Janaína, enterrada em seu caixão minúsculo, se sentia como Calamidade, talvez. Daquele dia em diante, tudo lembraria o dia em que ela morreu. Confinada em seu caixinha-novo-lar, pensou em Vírginia e nas rodas de samba que teimosamente frequentavam, apesar do pouco traquejo para a dança. E ensaiou seu diálogo, dizendo à Vírginia que não desaparecera, que só estava ali, guardada do mundo para não mais sofrer. E balbuciou algumas palavras sem sentido, dizendo-se parede. Dizia que agora era um sentimento de um garden state. Para Janaína, garden state significava exatamente aquilo: parada, sem sentimentos, com os sentidos vedados pelas madeiras estreitas que a separariam por algum tempo do resto. Falou que não era inexistente, já que nem os mortos desaparecem [veja Calamidade]. Mas já não era visível, não ali, enterrada. Dizia para si mesma que iria conseguir achar algum lugar para se instalar, assim que quisesse se deparar com as pessoas. E pensou que para enfrentar seres humanos precisava sentir alguma coisa: medo, dor, solidão, amor, o que quer que fosse. Precisava sentir, e não havia nada em seu peito. Não sentia sequer a náusea comum da existência humana. Para reviver, ou conviver, precisaria sentir o calor dos braços desconehcidos e deitar-se em outras camas, já que havia renunciado a do amante há muito. Precisaria voltar e sentir raiva, angústia.
Janaína ensaiou todo esse mono-diálogo. E não chegou a contá-lo à Vírginia. Deixou que Vírginia queimasse sua fênix e que ela renascesse quantas vezes fosse. Embora torcesse para renascer com outras formas e personalidades.
Janaína, dentro de seu caixão claustrofóbico agradeceu por poder dormir mais um pouco. E esqueceu, por agora, o mundo.

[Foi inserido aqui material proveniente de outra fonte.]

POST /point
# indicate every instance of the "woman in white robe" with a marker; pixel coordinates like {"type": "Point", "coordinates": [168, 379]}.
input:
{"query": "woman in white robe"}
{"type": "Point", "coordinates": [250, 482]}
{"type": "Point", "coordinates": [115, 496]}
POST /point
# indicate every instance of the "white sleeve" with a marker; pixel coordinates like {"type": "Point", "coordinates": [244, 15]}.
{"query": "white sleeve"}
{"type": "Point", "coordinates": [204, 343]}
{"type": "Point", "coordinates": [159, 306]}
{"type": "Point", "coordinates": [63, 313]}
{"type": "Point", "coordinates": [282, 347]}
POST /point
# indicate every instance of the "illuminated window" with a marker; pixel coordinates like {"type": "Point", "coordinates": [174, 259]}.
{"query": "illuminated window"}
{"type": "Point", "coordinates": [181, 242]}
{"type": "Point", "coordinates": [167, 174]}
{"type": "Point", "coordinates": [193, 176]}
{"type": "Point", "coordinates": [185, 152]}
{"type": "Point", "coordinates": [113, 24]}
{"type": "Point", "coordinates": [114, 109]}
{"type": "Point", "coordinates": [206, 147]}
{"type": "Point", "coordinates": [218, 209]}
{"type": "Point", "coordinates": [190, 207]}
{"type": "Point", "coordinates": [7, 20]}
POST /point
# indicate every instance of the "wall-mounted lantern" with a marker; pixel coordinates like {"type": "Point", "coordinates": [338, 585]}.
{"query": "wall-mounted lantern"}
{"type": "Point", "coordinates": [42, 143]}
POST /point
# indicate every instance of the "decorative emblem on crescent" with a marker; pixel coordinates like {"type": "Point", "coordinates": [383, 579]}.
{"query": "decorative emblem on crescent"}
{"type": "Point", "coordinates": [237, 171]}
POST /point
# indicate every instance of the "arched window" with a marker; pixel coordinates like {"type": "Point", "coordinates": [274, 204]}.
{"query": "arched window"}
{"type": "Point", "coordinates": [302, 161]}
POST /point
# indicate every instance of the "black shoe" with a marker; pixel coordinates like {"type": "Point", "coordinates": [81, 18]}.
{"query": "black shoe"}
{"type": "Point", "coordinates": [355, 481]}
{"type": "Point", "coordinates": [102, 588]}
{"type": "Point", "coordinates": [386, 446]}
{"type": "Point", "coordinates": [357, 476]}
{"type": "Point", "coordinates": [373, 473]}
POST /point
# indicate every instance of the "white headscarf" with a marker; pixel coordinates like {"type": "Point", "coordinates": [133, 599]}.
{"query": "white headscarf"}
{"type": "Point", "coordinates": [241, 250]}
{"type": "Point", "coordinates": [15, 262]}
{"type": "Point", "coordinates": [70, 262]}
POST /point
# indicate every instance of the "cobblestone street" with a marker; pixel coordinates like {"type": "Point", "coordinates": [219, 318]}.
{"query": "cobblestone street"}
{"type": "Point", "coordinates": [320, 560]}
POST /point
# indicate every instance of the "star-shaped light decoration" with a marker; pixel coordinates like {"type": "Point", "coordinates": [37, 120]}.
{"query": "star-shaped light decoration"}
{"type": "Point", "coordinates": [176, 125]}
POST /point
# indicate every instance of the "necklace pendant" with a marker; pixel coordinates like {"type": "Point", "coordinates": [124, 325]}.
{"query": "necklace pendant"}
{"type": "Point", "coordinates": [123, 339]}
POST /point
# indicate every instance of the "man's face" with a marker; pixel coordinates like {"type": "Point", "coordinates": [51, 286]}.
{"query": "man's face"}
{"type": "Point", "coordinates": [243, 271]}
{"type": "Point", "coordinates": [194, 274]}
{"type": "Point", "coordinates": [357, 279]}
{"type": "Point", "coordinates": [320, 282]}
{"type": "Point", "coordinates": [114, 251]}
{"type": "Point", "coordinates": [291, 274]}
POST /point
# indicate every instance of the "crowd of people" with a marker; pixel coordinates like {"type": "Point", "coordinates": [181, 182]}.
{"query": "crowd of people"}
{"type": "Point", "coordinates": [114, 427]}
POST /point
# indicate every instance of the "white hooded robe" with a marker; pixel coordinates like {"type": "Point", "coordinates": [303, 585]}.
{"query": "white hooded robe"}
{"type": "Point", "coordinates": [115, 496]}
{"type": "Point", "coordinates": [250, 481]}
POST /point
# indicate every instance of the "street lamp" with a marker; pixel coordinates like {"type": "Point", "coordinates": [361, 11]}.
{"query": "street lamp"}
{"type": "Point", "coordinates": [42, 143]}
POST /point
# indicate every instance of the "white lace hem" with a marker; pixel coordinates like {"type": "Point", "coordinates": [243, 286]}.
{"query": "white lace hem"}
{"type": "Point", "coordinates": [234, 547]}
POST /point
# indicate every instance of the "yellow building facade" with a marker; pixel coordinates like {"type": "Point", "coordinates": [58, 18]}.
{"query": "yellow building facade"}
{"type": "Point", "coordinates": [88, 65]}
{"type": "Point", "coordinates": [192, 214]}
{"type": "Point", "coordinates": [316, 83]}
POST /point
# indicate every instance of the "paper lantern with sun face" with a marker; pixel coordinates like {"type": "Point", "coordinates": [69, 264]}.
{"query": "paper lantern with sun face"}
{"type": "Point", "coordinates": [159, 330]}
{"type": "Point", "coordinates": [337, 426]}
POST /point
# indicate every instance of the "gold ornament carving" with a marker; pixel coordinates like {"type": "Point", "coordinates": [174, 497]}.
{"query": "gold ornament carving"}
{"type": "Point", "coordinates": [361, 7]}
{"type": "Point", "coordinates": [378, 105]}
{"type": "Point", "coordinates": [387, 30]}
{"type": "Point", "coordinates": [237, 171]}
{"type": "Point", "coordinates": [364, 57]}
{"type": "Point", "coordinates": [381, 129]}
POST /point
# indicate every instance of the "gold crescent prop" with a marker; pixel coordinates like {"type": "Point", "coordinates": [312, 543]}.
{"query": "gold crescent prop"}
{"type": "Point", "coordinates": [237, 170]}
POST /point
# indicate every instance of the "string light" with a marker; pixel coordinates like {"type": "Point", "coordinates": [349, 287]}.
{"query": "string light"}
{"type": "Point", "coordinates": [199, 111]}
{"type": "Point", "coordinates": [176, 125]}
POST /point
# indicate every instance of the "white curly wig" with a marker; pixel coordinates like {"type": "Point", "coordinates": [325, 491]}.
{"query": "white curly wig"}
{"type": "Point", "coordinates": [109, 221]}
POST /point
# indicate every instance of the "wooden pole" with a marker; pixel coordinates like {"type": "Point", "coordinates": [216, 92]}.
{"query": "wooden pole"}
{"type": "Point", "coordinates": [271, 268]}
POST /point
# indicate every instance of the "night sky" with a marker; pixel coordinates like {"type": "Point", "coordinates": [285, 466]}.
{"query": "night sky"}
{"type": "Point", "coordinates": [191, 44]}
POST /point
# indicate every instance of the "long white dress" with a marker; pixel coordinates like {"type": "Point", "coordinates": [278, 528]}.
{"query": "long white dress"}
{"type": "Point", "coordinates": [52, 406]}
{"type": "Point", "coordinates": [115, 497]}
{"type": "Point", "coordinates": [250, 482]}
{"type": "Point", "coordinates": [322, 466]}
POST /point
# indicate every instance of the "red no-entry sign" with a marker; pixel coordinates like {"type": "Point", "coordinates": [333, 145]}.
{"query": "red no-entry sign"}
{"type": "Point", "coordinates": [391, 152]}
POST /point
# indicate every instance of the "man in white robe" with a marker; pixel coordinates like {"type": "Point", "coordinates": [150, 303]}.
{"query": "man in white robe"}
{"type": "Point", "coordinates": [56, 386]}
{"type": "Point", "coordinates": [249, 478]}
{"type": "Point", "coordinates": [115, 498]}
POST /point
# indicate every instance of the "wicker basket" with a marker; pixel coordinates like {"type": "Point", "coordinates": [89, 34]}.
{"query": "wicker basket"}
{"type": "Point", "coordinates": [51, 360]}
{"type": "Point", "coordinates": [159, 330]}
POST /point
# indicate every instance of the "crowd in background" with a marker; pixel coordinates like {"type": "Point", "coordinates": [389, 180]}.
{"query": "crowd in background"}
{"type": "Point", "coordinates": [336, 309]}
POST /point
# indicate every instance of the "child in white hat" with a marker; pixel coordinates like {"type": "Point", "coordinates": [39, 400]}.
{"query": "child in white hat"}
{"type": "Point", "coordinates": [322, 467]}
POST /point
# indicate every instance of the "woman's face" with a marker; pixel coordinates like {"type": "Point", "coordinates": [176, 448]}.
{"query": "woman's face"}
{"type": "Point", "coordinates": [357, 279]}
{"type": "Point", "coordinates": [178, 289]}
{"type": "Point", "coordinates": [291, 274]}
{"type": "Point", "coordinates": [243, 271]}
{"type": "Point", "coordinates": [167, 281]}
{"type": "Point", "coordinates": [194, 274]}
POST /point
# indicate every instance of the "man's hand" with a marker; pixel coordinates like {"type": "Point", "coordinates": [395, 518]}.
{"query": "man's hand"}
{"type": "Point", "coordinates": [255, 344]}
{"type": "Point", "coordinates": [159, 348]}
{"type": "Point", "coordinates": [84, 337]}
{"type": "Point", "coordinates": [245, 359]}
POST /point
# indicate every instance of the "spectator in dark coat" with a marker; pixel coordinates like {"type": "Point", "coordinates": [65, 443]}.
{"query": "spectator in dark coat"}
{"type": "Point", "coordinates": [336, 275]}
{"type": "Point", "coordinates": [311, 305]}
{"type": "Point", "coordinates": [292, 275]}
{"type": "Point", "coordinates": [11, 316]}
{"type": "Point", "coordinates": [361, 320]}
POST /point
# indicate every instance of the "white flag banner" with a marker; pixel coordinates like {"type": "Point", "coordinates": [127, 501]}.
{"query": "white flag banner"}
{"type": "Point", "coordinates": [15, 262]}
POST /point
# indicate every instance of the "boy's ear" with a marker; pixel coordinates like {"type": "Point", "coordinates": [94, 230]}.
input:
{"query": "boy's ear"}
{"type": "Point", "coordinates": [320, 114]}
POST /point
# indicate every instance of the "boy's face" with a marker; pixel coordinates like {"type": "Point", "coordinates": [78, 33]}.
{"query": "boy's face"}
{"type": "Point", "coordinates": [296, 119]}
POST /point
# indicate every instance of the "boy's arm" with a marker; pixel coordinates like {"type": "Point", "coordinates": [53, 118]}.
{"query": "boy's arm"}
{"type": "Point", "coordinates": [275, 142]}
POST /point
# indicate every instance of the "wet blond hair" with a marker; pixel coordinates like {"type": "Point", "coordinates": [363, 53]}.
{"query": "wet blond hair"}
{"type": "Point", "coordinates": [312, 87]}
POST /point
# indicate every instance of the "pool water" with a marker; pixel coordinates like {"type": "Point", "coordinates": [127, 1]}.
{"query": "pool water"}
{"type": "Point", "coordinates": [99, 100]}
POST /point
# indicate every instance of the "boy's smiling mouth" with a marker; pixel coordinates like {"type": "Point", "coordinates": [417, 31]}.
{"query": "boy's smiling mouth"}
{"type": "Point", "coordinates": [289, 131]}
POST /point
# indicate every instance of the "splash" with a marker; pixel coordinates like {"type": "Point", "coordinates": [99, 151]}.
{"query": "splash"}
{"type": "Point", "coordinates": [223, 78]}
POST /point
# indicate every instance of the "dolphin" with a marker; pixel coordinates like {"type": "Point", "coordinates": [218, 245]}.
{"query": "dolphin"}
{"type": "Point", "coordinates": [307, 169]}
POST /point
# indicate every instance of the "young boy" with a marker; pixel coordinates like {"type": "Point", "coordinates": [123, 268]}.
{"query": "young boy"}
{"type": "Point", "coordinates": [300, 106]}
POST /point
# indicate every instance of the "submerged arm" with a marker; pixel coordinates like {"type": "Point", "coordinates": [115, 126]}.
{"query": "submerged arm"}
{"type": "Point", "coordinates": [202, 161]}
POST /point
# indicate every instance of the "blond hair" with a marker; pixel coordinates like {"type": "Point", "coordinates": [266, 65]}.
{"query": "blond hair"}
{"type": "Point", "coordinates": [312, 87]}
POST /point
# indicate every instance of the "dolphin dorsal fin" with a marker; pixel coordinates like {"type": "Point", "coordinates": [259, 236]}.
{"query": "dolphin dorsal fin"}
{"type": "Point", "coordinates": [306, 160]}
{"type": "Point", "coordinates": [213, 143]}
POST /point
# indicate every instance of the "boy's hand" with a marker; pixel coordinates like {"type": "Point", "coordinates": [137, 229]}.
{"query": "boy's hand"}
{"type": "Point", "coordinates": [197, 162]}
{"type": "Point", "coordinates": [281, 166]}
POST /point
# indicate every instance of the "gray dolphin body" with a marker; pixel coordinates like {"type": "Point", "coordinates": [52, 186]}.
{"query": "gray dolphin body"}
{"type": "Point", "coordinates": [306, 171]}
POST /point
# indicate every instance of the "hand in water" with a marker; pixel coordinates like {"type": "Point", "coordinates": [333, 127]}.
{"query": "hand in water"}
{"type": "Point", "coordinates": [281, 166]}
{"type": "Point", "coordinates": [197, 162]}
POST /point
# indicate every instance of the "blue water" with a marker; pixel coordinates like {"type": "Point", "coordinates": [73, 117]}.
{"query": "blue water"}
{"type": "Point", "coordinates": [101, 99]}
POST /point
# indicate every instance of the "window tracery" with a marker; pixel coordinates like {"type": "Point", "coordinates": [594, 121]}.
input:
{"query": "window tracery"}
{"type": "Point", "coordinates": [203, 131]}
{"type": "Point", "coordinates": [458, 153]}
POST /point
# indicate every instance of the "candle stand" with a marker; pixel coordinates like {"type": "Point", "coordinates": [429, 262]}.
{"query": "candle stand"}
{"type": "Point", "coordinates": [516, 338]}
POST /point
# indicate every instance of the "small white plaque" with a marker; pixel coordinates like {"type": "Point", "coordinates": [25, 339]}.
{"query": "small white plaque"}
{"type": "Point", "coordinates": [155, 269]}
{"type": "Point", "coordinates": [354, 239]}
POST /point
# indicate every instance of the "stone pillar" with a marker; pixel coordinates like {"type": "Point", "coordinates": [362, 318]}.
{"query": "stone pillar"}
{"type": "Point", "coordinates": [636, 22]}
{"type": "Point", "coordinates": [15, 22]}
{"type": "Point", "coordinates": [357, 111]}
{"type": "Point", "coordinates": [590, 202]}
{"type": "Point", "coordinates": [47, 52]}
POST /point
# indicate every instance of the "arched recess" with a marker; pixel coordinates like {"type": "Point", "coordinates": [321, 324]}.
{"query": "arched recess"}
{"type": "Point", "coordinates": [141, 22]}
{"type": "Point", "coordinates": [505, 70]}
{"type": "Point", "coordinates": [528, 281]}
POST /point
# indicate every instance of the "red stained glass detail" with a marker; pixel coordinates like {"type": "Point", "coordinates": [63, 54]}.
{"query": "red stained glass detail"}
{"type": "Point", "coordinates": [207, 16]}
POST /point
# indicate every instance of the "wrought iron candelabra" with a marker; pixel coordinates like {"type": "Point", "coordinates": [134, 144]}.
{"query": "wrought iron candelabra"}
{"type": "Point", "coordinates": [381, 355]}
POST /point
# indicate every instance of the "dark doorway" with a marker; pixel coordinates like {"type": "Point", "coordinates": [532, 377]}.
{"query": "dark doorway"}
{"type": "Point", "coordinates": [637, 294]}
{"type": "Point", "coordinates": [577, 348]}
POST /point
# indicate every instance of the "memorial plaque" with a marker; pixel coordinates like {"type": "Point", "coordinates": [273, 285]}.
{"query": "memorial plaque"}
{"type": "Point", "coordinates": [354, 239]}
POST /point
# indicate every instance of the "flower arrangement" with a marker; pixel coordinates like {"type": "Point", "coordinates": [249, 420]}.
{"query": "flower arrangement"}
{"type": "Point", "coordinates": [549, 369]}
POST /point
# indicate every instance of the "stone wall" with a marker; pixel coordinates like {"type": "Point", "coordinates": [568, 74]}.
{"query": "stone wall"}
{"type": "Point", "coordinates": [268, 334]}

segunda-feira, agosto 15, 2005

Sobre Daniel

Daniel criava aranhas, Virgínia as detestava porque lhe davam arrepios, mesmo as mais coloridas e brilhantes de todas. Tinha verdadeiro pavor das teias reluzindo sempre que o sol invadia pelas janelas o quarto do irmão. Daniel não entendia, nem à Virgínia, nem às teias de aranha na janela, mas gostava delas, das duas, porque cheiravam a abandono, cheiravam ao acaso. Virgínia gostava do irmão, gostava do seu colo, das suas tardes bestas na fazenda, e gostava, acima de tudo, porque ele era mais do que aparentava ser. Quando Daniel se foi ela não teve coragem de expulsar as aranhas, nem de limpar as janelas. As teias de aranha na janela eram uma das poucas coisas que Daniel não entendia, e Virgínia, na sua mania de nomear as coisas pequenas, achava que elas se chamavam Amor. Talvez por isso não as tenha limpado. Virgínia não tem coragem de entrar naquele quarto, porque as aranhas de Daniel lhe são hostis. Daniel diria que ela é uma boba, ele sempre dizia, e diria que Adriano a faz de palhaça. Mas seria apenas isso, Daniel não falava sobre amar, na verdade, Daniel não falava sobre nada sério. No fim, Daniel se foi, e Virgínia se lembra dele toda vez que avista uma teia de aranha sob o sol.

Não se sabe porque (junto ou separado?)

Ensaiou um diálogo com Janaína, mas não havia mais Janaína, Virgínia estava só. Virgínia descobriu sozinha que os amores morrem, mas o seu era como uma fênix que teimava em renascer a cada menor toque do olhar. Se ainda entendesse disso, nomearia o seu amor de Solidão e o entregaria a Adriano uma última vez num dia nublado.